# 10.000



## SirDice (Mar 14, 2012)

This is my 10.000th post here :e


----------



## Hawk (Mar 14, 2012)

I noticed you were approaching that number a few minutes ago. Congrats.
I'm not too far behind you. =)


----------



## fonz (Mar 14, 2012)

SirDice said:
			
		

> This is my 10.000th post here :e


Where's the beer, then? :beergrin

Fonz


----------



## SirDice (Mar 14, 2012)

You'll have to swing by Rotterdam :e

Dammit, I need to change my tag line. It doesn't make sense now..


----------



## jrm@ (Mar 14, 2012)

I think these rankings and scores (think slashdot, stackoverflow, etc.) can be a overrated, but 10000 posts and a ratio of thanked to thanks of 1316/29 is impressive.  Very nice!


----------



## Beastie (Mar 14, 2012)

OLD FART!!! ROFLMAO

Your posts are definitely worth reading. Congratulations!


----------



## _martin (Mar 14, 2012)

Somebody mentioned beer ?  Got my pilsner in front of me - cheers then :beergrin


----------



## UNIXgod (Mar 14, 2012)

SirDice said:
			
		

> This is my 10.000th post here :e



Congrats! Now it's time to take a break and go outside. =)


----------



## bbzz (Mar 15, 2012)

SirDice said:
			
		

> This is my 10.000th post here :e



Here's a little thanks! for all the time you spent here helping others.


----------



## zennybsd (Mar 15, 2012)

SirDice said:
			
		

> This is my 10.000th post here :e



You deserve a heartfelt thanks for your contributions through these 10 thousand+ posts! 

Hartelijk dank! :-D


----------



## Beeblebrox (Mar 15, 2012)

I was just getting ready to post a compilation of Bikeshed pictures, damnit!

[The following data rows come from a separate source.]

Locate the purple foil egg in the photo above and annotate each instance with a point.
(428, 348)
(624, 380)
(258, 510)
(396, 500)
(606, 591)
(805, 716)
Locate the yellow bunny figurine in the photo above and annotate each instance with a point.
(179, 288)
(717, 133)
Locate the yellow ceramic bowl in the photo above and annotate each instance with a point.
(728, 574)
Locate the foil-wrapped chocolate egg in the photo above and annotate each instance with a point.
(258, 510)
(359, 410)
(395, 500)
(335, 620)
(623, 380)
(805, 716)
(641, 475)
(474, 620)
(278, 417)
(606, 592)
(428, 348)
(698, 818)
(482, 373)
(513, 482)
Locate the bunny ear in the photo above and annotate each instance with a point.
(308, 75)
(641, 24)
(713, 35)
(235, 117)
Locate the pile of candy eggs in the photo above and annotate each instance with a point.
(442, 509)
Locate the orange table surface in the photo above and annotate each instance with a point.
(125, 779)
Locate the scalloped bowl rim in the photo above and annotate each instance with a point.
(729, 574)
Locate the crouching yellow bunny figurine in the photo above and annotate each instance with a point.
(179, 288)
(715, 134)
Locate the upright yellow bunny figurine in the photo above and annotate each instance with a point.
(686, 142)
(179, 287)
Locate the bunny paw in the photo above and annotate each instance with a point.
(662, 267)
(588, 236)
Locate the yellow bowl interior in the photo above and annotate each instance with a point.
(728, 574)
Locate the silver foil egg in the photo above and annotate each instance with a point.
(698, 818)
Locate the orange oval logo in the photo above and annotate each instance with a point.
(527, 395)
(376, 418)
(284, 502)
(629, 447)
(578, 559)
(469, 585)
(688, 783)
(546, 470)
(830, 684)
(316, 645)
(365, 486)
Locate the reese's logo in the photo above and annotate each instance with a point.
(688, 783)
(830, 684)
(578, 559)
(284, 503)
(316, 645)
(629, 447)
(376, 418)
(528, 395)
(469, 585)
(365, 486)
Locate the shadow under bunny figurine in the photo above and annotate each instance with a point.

Thanks for all your help and input to everyone on the forums.

Now I just need to figure out how you have "Read the manual" && <specific topic> on speed dial for noob forum posters. Response time for that specific format has been clocked at under 10 seconds.


----------



## drhowarddrfine (Mar 15, 2012)

The internet is still wrong. Keep going.


----------



## overmind (Mar 21, 2012)

We must bring the beer!


----------



## enCyde (May 9, 2012)

drhowarddrfine said:
			
		

> The internet is still wrong. Keep going.




haha


----------



## sk8harddiefast (May 9, 2012)

Keep posting


----------



## SirDice (May 9, 2012)

I'm trying, I'm trying...


----------